I am concerned, watching this drama unfold from my home in Ireland, that President Bush is talking himself into a corner from which all-out war will be the only exit without losing face.
Public feeling is reported as 90% in favor of vengeance, and that worries me. I have seen nothing in the press that indicates anything but an eye-for-an-eye response. That is the one option that would surely add to our losses.
An American in Ireland
I was excited to read Carl Stieren’s article, “Peace on a Global Scale” in the latest issue of Peace Magazine. From the perspective of a professional soldier with peacekeeping experience, I have a suggestion and a caution. Many Canadian initiatives can make important contributions to third party nonviolent intervention (TPNI). Carl Stieren’s Ottawa office might usefully link these up to the Global Nonviolent Peace Force. The secret to doing this is to ask specific institutions or NGOs to make contributions. The Peace Force is based in the US, but Canada could be a major player. For example, the Canadian Institute for Conflict Resolution might concentrate on developing interpersonal conflict resolution skills. The Canadian International Institute of Applied Negotiation is skilled in developing formal negotiating training. The strength of Peace Brigades International seems to be in developing and applying nonviolent tactics for specific tasks like witnessing and accompaniment by unarmed monitors in dangerous situations. The Pearson Peacekeeping Centre (PPC) might serve as a bridge to diplomatic, police and military organizations involved in TPNI. CIDA’s Peacebuilding Branch and Department of Foreign Affairs’ Peacebuilding Fund might be able to help, perhaps through the PPC. The Pearson Peacekeeping Centre partnered with Conflict Resolution Catalysts (CRC) to experiment with “neighborhood facilitators” in Bosnia in 1998, with support from the US Institute of Peace and US AID. This experiment is reported on the CRC website [2011 ed. note: an archived version can be seen at http://web.archive.org/web/20060221223920/http://www.crcvt.org/NFP.pdf]. Three 10-day courses developed in 1997-98 for facilitators may be of interest to the Global Nonviolent Peace Force, because they address the specific skills needed for specific tasks.
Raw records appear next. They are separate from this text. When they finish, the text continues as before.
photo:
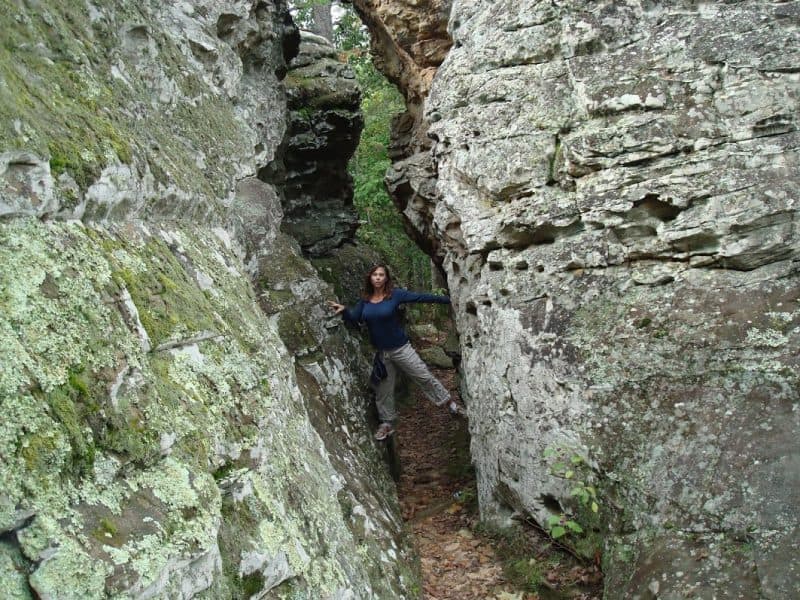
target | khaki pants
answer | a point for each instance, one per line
(408, 361)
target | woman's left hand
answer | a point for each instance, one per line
(337, 308)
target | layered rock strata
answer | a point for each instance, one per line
(169, 429)
(324, 127)
(617, 207)
(409, 42)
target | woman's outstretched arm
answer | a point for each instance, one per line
(406, 296)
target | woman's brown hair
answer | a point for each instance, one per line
(368, 289)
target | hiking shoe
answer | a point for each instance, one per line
(456, 409)
(384, 431)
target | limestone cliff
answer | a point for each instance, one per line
(324, 127)
(613, 191)
(169, 428)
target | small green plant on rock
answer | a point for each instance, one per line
(574, 529)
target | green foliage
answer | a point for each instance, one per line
(302, 11)
(568, 464)
(382, 225)
(523, 565)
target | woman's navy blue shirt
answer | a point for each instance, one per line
(382, 319)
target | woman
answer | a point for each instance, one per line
(378, 308)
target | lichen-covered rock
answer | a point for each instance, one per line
(165, 432)
(157, 440)
(616, 208)
(324, 127)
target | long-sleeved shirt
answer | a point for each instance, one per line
(382, 319)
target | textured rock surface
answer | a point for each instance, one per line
(617, 209)
(170, 429)
(409, 42)
(324, 128)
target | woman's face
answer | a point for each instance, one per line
(378, 278)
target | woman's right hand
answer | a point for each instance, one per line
(337, 308)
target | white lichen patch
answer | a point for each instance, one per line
(766, 337)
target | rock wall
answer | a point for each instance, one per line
(169, 428)
(616, 206)
(324, 127)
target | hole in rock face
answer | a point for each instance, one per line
(551, 503)
(654, 207)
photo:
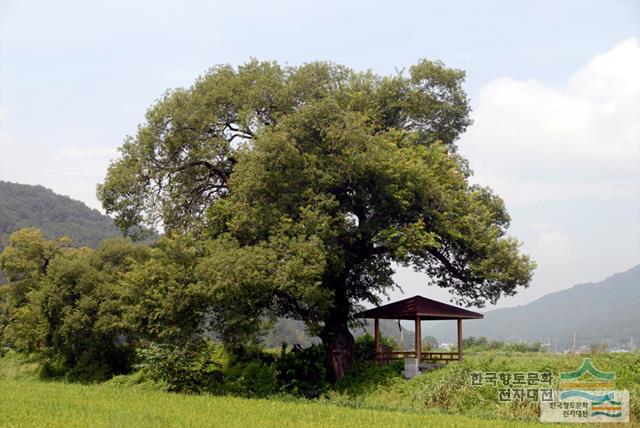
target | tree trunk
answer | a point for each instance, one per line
(339, 348)
(337, 339)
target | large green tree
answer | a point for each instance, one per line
(308, 183)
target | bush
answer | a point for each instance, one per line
(301, 371)
(256, 379)
(192, 368)
(365, 347)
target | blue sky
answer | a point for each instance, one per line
(554, 85)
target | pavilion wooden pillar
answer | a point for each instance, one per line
(459, 339)
(418, 340)
(376, 340)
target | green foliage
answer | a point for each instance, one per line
(305, 184)
(365, 346)
(195, 368)
(23, 206)
(301, 371)
(65, 303)
(255, 379)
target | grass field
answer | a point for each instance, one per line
(25, 403)
(441, 398)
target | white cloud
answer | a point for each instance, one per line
(536, 142)
(554, 242)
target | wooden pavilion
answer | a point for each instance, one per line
(418, 308)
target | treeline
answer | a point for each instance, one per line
(86, 311)
(479, 344)
(90, 314)
(24, 206)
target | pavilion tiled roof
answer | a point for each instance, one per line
(427, 309)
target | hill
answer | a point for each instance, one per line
(606, 311)
(23, 205)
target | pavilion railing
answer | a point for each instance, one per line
(387, 356)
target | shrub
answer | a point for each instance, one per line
(365, 347)
(255, 380)
(191, 368)
(301, 371)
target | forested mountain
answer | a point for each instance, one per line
(23, 205)
(606, 311)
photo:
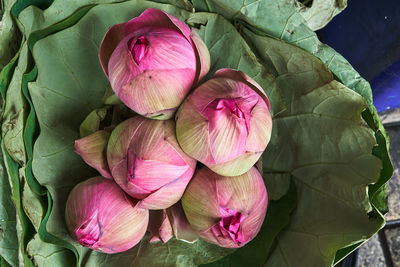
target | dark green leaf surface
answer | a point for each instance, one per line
(331, 153)
(8, 221)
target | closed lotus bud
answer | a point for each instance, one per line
(152, 61)
(100, 216)
(146, 161)
(164, 224)
(225, 123)
(226, 211)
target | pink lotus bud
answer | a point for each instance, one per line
(225, 123)
(92, 149)
(159, 226)
(147, 162)
(152, 61)
(101, 217)
(164, 224)
(226, 211)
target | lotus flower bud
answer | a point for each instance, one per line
(225, 123)
(164, 224)
(226, 211)
(101, 217)
(152, 61)
(147, 162)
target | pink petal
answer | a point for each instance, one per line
(155, 91)
(151, 175)
(159, 226)
(228, 134)
(122, 68)
(92, 149)
(157, 18)
(167, 195)
(242, 77)
(167, 49)
(192, 132)
(261, 127)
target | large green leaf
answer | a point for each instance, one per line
(9, 35)
(71, 56)
(8, 234)
(15, 111)
(277, 218)
(333, 162)
(334, 208)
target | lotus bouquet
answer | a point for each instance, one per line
(148, 133)
(153, 62)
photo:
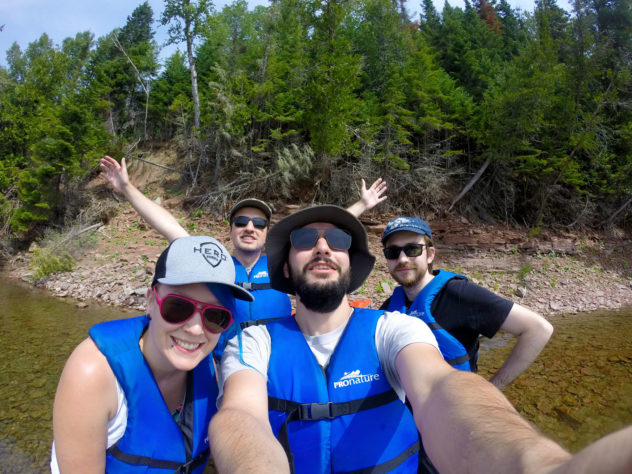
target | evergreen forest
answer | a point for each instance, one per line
(485, 111)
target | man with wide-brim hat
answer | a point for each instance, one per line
(323, 391)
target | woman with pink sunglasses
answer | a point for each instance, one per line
(138, 394)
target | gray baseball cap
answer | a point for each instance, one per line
(410, 224)
(278, 244)
(198, 259)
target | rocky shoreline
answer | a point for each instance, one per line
(551, 274)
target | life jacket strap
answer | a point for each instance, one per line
(246, 285)
(458, 360)
(391, 463)
(320, 411)
(256, 322)
(177, 467)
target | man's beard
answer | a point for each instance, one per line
(409, 280)
(321, 297)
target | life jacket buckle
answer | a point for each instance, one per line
(316, 411)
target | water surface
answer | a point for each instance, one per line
(579, 389)
(38, 334)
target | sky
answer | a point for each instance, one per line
(24, 21)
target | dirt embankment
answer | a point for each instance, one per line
(550, 273)
(553, 273)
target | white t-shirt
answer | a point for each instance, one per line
(116, 427)
(394, 331)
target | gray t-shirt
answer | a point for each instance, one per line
(394, 331)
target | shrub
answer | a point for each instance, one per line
(44, 263)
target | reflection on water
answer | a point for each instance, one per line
(580, 388)
(38, 333)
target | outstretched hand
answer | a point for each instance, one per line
(374, 195)
(114, 174)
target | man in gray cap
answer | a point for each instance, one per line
(323, 391)
(249, 221)
(459, 311)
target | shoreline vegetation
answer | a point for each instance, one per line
(552, 273)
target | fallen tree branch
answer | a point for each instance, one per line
(610, 219)
(470, 183)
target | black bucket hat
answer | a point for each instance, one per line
(278, 244)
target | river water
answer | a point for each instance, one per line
(579, 389)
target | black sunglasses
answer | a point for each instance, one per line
(304, 239)
(177, 309)
(258, 222)
(411, 250)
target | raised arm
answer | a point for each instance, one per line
(240, 435)
(85, 401)
(369, 198)
(466, 423)
(156, 216)
(533, 332)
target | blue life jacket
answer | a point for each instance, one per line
(452, 350)
(152, 442)
(346, 418)
(268, 303)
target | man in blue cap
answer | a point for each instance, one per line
(457, 310)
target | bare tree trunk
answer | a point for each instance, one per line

Having been involved in two of the three courses and the field evaluations, I would be first to admit that there is room for improvement, drawing on the skills of Carl Stieren’s colleagues. The caution I wish to raise stems from the last item on the list of things a peace force would do — “creating safe zones for civilian populations.” Srebrenica was intended to be a safe zone for civilians. In July 1995, aware that UN military forces were inadequate and that Zepa, Gorazde, Tuzla, and Sarajevo could be similarly collapsed, we sought advice about nonviolent tactics that might increase the safety of civilians. The answer from many experts (including Hans Sinn, Michael Beer, Bruce Jenkins and others) was that it is irresponsible to advocate nonviolence when faced with genocidal intent. Nonviolence can accomplish a lot. When they work well, military peacekeeping missions are nonviolent, though armed. Military observation missions and civilian police missions are usually unarmed. But there are times when only military force can create safe zones. Difficult though it may be for committed peace activists, I think they can become more effective by learning to work with soldiers. I hope the Global Nonviolent Peace Force considers liaison positions for their military counterparts. We’re in this together.
Major David Last, Ph.D. Assoc. Professor Politics, Royal Military College Kingston, Ontario
David Last was right: Canada does have skills to share in nonviolent peacekeeping. I just profiled eight institutes in my chapter “Canadian Training,” in the book-length research study for Global Nonviolent Peace Force International directed by Christine Schweitzer. However, Last missed four Canadian institutes that also teach how to be peacemakers:
His caution about Srebrenica and other “safe zones” that military peacekeepers could not establish is well taken. We are aware of this failure. The list from which he chose creating safe zones for civilian populations,” is simply a draft list. It will be amended in July.
Where Last and I disagree is when he says “there are times when only military force can create safe zones.” Let’s keep up the dialog. He may be right when he says “difficult though it may be for committed peace activists, I think they can be more effective by learning to work with soldiers.”